Craig S. Brown setzt sich mit Vorwürfen gegen Sharp auseinander, er sei ein Verteidigungsintellektueller des Kalten Krieges oder habe neoliberale Politik unterstützt. Brown widerlegt sie überzeugend, indem er die jeweiligen Kontexte von Sharps Aussagen darlegt – wichtig in der Diskussion um Sharps Erbe.

Insgesamt leistet das Buch einen wertvollen Beitrag dazu, Sharps Lebenswerk zu würdigen und die Gewaltfreie Aktion in Theorie und Praxis besser zu verstehen und weiterzuentwickeln. Es ist besonders empfehlenswert für alle, die an Sharps Ideen oder den Grundlagen gewaltfreien Handelns interessiert sind.
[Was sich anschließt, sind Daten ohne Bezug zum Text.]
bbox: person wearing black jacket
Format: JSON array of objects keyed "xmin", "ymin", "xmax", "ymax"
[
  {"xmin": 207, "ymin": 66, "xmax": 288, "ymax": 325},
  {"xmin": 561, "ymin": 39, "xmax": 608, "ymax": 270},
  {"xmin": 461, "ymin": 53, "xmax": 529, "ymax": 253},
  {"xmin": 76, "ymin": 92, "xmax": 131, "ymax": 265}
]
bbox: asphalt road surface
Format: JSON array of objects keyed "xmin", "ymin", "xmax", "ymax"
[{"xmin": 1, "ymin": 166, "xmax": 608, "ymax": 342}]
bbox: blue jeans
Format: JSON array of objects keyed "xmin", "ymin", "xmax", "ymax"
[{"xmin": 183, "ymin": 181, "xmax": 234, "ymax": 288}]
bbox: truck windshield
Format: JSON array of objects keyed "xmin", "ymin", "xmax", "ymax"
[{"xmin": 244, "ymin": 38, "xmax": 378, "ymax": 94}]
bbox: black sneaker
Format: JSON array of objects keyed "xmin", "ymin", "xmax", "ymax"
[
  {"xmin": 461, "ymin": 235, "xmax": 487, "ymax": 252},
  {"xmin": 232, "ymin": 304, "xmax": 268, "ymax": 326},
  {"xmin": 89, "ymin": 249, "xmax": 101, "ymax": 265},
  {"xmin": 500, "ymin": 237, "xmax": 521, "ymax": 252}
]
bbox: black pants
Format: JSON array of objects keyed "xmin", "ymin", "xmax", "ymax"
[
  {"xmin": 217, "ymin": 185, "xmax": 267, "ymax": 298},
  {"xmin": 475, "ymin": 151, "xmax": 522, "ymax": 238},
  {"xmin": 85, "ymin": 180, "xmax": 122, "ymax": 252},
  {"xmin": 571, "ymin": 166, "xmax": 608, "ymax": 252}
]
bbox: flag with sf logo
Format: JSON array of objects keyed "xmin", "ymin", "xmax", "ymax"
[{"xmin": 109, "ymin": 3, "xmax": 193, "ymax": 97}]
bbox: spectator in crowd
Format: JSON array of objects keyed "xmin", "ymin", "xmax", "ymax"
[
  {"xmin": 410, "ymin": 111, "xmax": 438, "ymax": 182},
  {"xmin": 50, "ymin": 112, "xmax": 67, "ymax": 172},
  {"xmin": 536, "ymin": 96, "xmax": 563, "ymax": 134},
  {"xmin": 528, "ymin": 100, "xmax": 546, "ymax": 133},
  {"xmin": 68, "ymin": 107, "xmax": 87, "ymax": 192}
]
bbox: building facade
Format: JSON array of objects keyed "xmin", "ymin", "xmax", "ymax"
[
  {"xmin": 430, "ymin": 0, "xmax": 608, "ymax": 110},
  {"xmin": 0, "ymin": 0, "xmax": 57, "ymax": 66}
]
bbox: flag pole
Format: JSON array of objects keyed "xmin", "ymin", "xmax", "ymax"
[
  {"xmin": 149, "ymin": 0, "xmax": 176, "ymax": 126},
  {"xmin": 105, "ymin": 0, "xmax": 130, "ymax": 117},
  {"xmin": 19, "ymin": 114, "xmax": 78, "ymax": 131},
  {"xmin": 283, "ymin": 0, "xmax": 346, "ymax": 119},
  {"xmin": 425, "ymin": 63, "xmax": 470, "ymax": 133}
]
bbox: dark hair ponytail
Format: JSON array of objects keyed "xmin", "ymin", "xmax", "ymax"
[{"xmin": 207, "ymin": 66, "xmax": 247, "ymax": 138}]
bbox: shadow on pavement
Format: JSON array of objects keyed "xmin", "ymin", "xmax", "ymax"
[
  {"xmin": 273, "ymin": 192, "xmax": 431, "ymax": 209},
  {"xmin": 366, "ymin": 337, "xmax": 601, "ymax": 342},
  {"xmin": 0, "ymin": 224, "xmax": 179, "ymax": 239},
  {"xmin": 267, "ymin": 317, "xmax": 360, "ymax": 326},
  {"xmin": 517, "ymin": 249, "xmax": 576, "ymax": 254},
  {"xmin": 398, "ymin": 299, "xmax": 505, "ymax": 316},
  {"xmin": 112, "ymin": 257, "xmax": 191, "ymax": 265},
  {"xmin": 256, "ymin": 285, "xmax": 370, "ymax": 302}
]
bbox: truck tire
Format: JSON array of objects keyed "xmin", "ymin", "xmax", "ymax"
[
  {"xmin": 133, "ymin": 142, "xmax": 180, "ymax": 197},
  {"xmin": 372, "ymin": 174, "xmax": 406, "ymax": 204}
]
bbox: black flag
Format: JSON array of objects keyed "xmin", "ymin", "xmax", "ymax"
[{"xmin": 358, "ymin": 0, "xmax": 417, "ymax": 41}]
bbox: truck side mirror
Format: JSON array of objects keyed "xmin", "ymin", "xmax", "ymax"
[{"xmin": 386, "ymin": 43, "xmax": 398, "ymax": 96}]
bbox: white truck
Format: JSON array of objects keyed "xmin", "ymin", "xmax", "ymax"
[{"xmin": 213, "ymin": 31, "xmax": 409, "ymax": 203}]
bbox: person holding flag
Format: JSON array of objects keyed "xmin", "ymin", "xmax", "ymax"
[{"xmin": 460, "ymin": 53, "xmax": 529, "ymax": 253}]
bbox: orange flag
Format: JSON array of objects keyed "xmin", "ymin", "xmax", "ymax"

[1] Mit diesen Worten erklärt er „satyagraha“: Collected Works of Mahatma Gandhi, digital, Vol. 34, S. 93

[2] a.a.O. Vol. 10, S. 289

[3] Der Rezensent hat einen qualitativen Forschungsansatz realisiert.

 

Craig S. Brown (Hg.) (2024): Gene Sharp – A Life Devoted to Exploring Nonviolent Actions. Irene Publishing, 256 Seiten, ISBN 978-91-88061-70-6, 26 €.

Zum Autor

Der Friedensforscher Dr. Martin Arnold aus Essen hat an zahlreichen gewaltfreien Aktionen mitgewirkt. Er arbeitet im Institut für Friedensarbeit und Gewaltfreie Konfliktaustragung, in der Stiftung Kraft der Gewaltfreiheit, bei Wehrhaft ohne Waffen und weiteren Friedensorganisationen mit. Thema seiner Doktorarbeit ist die Wirkungsweise aktiver Gewaltfreiheit. Er hat zahlreiche Beiträge in wissenschaftlichen und anderen Zeitschriften veröffentlicht und ist Redakteur von gewaltfreieaktion.de.